Ist aber eh nur ein schneller Durchgang, die Dissonanz kommt nicht zur Geltung und das Stück würden die meisten wohl als gelungen und einprägsam bezeichnen.
Anderes schönes Beispiel:
(Und ich meine, dass Kollege
@guitar-slinger mit "Auch die Moll Pentatonik klingt gut über den E Dur Akkord" uA. genau diesen Sachverhalt meint)
Der "Hendrix-Akkord" (X7#9). Das ist ein Durakkord mit einer kl. Septime UND einer #9, die aber deckungsgleich mit der Mollterz ist, also du spielst zu einem Durakkord zusätzlich den Ton, der eigentlich den Unterschied zum Mollakkord macht.

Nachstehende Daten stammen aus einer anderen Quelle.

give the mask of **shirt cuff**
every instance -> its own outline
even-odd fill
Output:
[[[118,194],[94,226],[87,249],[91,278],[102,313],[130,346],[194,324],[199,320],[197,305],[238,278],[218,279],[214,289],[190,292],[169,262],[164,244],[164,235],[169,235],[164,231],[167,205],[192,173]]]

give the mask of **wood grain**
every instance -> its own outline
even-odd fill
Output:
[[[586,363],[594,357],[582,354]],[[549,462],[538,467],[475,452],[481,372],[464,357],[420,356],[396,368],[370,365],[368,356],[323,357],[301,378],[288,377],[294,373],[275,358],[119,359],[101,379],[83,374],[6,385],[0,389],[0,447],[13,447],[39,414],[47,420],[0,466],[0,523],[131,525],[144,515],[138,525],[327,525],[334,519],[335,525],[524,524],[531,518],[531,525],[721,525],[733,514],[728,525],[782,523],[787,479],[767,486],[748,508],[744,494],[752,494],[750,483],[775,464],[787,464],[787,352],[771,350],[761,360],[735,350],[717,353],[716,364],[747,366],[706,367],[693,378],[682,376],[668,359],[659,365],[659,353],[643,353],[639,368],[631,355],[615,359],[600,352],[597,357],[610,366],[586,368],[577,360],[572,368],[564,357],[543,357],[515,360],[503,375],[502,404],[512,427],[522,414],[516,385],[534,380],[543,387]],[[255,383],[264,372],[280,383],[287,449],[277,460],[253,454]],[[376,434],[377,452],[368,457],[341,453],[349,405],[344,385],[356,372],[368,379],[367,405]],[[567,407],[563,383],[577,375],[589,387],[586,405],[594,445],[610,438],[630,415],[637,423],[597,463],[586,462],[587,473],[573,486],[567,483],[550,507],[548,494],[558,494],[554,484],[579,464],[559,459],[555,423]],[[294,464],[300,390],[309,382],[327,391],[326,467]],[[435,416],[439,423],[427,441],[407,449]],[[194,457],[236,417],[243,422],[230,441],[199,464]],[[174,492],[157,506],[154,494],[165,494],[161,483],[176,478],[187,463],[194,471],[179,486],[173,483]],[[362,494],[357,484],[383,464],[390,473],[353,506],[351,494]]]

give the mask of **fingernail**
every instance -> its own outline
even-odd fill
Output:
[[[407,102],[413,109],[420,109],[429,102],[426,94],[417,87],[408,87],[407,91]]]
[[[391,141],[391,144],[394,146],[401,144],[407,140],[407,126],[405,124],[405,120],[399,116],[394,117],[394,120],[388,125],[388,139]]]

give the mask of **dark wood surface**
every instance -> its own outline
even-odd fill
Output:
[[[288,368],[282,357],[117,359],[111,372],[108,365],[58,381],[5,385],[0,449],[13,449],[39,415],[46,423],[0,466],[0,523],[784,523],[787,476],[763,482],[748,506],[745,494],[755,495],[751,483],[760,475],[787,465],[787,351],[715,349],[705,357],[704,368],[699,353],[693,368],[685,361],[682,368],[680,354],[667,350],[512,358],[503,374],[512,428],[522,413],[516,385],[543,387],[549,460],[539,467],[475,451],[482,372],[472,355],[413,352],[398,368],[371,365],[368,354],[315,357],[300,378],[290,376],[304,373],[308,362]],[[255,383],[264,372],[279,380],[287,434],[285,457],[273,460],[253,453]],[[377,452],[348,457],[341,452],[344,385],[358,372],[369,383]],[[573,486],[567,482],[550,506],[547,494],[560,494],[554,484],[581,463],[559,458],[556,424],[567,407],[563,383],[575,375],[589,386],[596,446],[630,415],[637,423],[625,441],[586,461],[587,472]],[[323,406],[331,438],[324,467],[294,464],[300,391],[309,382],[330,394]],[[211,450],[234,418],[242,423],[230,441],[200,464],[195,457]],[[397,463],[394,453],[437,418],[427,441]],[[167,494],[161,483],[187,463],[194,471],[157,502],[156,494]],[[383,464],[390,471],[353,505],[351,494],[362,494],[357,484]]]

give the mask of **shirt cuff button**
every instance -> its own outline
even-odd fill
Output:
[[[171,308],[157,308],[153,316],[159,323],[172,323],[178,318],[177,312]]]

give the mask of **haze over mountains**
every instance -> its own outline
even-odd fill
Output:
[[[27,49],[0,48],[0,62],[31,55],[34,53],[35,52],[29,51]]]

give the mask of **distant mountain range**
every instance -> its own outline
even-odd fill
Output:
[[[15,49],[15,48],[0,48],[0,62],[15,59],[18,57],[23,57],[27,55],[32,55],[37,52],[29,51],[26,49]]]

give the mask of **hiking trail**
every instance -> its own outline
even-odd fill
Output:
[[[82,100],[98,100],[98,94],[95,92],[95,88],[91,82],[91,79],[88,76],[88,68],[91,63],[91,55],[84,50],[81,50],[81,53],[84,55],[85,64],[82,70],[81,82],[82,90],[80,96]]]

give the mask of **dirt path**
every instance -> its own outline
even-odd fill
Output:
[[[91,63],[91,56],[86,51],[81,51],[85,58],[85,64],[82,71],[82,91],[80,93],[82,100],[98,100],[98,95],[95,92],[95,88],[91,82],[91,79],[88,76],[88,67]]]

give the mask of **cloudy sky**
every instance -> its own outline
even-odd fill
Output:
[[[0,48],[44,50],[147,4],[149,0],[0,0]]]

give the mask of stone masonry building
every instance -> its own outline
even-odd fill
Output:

Tritt bezeichnenderweise meist als Dominante auf und ist im Grunde auch ein Dominantseptakkord (deswegen ja auch die Bezeichnung E7 - das ist ein Dominantseptakkord - plus #9, womit die vermeintliche Mollterz als Tension, also ein Zusatzton, gekennzeichnet wird).
CAGED-System finde ich eigentlich ziemlich entbehrlich, aber ich konnte vor der Gitarre schon Noten lesen und von daher war es viel logischer, einfach gleich diese schon "hinterlegten" Notenwerte dem Griffbrett zuzuordnen, wenn man dann noch weiß, wie sich Akkorde aufbauen ist dieses ganze System damit nicht nur obsolet, sondern ich weiß auch ausgehend vom Grundton jedes anderen Akkords, wo welche Töne dazu liegen. Um für den Anfang Struktur reinzubringen scheint es aber für Autodidakten durchaus seine Berechtigung zu haben.

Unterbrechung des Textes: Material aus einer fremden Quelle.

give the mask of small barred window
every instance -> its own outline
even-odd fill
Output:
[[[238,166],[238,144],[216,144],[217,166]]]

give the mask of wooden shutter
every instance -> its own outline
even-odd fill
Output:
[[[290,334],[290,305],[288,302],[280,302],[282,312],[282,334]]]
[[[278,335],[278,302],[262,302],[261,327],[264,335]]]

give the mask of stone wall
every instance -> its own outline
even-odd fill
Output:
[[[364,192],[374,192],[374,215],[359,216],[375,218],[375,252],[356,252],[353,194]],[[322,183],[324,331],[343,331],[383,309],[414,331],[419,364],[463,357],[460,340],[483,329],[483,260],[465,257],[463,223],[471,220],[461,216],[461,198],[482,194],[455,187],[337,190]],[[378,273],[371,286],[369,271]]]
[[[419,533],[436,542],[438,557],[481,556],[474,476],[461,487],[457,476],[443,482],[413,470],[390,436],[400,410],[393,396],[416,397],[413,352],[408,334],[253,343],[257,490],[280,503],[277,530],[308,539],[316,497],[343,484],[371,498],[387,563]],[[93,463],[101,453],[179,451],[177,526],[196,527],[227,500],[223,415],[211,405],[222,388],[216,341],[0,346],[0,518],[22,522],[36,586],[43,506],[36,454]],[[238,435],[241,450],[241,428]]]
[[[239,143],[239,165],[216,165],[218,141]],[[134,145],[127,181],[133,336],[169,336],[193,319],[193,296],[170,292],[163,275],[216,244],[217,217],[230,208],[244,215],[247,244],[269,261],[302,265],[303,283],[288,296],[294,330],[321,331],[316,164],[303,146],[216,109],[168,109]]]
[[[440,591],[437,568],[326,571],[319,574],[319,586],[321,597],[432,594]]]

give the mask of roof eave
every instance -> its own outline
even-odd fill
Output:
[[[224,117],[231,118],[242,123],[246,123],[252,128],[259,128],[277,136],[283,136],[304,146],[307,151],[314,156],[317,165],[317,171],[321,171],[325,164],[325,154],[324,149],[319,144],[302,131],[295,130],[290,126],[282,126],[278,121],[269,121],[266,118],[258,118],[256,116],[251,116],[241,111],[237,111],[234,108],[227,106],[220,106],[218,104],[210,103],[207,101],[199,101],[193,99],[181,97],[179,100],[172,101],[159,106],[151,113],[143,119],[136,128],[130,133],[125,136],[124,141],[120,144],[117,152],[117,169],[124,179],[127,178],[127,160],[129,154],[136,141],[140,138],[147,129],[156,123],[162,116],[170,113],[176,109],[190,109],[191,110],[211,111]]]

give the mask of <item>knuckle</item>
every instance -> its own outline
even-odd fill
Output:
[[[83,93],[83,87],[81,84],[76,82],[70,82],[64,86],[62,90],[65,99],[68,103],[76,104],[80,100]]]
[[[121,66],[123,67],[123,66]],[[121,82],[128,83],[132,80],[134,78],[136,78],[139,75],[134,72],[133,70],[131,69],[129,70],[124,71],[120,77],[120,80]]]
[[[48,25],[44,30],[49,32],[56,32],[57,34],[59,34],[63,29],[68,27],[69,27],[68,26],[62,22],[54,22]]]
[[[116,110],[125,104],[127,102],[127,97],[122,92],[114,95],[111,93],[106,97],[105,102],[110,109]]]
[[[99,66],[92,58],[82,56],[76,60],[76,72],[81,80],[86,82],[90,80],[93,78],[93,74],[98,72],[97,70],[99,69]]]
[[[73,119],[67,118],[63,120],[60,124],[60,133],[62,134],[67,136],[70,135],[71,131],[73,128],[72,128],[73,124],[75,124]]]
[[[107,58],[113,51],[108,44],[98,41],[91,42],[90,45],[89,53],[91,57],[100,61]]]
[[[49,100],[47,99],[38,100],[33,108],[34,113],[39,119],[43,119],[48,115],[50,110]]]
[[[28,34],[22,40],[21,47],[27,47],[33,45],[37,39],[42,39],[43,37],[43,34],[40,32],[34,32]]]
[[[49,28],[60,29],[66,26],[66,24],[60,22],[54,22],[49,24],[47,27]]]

So, was kannst du aus derlei Exkursen für dich mitnehmen:
-) Klar, am Anfang braucht man Struktur, aber mach nicht den Fehler, daraus "Darf man/ Soll man/ darf man nicht..."-Regeln abzuleiten. Ausprobieren und das Ohr entscheiden lassen! Siehe Sachen wie "Probier mal das über das aus" eben als
Übungen und nicht als
Regeln.
-) Sei dir darüber im Klaren, dass ein nachfolgender Ton oder Akkord ziemlich viel "erklären" kann - nur weil etwas irgendwie dissonant und vermeintlich "schlecht" klingt bedeutet das bei weitem nicht, dass exakt diese Kombinationen an Tönen mit einer anderen Fortführung oder generell in einem anderen Kontext nicht prächtig funktionieren kann.

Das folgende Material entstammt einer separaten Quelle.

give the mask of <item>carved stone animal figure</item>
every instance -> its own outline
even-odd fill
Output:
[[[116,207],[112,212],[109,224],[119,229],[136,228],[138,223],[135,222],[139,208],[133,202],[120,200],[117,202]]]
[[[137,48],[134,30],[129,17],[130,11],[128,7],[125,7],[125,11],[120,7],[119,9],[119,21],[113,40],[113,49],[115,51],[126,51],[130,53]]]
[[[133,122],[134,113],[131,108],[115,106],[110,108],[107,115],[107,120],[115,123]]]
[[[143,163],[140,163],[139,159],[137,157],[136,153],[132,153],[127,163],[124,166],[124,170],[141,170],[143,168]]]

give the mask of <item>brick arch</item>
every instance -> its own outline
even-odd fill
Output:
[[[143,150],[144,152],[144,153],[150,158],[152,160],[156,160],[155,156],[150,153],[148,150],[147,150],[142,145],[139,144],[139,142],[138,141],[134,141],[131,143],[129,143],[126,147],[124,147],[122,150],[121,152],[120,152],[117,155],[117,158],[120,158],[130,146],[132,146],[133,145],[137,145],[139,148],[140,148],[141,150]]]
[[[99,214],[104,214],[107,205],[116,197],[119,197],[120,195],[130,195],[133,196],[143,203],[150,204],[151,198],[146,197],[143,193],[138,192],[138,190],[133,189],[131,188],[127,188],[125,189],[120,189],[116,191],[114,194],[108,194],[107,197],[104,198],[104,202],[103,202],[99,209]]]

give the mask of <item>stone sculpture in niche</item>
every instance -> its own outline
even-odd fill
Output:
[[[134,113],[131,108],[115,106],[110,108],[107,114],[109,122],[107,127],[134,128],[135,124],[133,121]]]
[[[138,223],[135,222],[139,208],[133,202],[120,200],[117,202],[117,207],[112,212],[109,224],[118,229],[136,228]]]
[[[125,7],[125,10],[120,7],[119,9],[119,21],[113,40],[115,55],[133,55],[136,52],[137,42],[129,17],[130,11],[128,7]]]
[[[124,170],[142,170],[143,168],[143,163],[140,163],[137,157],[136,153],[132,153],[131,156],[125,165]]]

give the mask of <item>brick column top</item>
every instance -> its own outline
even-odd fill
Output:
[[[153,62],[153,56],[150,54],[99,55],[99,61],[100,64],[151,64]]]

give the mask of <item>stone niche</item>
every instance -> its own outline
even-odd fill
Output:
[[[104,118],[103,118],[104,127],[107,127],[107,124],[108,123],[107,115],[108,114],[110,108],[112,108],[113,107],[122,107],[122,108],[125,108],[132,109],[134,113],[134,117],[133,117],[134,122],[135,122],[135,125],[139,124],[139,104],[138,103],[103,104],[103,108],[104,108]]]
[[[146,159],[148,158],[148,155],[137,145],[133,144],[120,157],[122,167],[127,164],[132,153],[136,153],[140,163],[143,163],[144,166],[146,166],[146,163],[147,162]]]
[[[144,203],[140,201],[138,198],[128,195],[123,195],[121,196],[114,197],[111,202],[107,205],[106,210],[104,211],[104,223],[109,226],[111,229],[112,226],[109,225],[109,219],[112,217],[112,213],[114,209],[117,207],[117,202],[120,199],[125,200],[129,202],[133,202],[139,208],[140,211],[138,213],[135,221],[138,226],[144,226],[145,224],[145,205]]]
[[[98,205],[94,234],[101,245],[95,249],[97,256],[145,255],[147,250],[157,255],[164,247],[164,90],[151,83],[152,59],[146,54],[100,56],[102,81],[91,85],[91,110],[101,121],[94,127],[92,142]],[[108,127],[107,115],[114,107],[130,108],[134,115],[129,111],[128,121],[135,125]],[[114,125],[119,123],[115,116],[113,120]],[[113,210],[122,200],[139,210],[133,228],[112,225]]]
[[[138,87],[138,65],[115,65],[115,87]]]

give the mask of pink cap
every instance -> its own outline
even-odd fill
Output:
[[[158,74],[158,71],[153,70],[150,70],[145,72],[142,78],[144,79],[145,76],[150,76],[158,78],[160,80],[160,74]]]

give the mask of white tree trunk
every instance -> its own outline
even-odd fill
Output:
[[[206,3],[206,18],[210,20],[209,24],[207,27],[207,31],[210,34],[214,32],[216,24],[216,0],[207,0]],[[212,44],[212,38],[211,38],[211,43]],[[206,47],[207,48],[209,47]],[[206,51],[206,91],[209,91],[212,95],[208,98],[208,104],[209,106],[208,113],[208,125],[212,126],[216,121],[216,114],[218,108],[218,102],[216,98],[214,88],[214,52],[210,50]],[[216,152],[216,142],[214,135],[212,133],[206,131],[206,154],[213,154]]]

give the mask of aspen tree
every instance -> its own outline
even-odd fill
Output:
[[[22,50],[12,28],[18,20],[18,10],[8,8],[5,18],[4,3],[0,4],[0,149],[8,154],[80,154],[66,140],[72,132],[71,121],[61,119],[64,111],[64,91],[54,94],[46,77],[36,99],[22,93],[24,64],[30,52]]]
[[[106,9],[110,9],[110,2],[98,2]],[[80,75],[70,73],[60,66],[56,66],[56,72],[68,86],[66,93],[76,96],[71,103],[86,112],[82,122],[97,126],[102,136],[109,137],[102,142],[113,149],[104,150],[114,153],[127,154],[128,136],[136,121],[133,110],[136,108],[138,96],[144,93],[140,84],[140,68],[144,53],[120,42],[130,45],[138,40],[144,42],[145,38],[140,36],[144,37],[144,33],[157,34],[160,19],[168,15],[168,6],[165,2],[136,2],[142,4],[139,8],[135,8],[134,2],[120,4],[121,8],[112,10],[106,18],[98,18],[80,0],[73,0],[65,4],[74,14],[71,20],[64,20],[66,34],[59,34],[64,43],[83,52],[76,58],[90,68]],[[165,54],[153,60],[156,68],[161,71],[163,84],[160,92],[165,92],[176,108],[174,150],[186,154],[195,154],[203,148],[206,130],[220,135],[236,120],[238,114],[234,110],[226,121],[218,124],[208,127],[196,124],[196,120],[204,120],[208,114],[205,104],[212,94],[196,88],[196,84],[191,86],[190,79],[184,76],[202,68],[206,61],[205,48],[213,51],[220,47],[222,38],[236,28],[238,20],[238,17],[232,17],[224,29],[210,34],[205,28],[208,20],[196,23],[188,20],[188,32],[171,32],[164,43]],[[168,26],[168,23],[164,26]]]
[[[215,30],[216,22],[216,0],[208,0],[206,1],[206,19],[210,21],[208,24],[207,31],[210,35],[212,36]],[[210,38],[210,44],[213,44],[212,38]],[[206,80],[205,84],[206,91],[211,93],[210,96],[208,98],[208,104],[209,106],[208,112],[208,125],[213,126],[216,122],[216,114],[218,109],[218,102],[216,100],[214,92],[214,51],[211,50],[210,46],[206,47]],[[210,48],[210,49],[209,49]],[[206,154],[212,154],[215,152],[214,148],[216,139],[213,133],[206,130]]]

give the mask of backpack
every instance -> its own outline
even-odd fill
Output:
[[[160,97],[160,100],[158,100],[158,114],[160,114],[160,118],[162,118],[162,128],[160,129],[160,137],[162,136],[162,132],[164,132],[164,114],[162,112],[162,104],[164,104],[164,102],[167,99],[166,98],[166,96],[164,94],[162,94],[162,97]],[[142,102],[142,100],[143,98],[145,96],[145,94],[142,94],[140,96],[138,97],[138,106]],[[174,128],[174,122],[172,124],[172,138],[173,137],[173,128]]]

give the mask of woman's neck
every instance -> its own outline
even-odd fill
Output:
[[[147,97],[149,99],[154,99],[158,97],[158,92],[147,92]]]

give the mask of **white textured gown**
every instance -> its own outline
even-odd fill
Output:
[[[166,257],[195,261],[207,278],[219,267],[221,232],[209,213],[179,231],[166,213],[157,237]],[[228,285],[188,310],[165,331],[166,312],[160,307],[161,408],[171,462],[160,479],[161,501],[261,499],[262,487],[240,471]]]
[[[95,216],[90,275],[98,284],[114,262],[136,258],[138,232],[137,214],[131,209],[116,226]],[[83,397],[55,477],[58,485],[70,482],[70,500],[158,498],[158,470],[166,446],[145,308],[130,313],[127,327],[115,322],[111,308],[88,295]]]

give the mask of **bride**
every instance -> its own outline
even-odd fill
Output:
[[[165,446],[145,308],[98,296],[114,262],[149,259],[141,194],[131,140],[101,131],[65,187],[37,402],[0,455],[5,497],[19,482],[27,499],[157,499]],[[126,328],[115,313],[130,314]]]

-) Du hast ja sicher musikalische Vorbilder. Die a) nachspielen (tust du vermutlich eh) und b) die analysieren. So ganz allgemeine Aussagen wie "Penta soundso zu Akkord soundso passt" sind viel zu pauschal, wenn man einfach nur 3 konkrete Takte von irgendwas, was so klingt, wie man es auch können möchte analysiert lernt man (mMn) wesentlich mehr als aus derlei Verallgemeinerungsversuchen.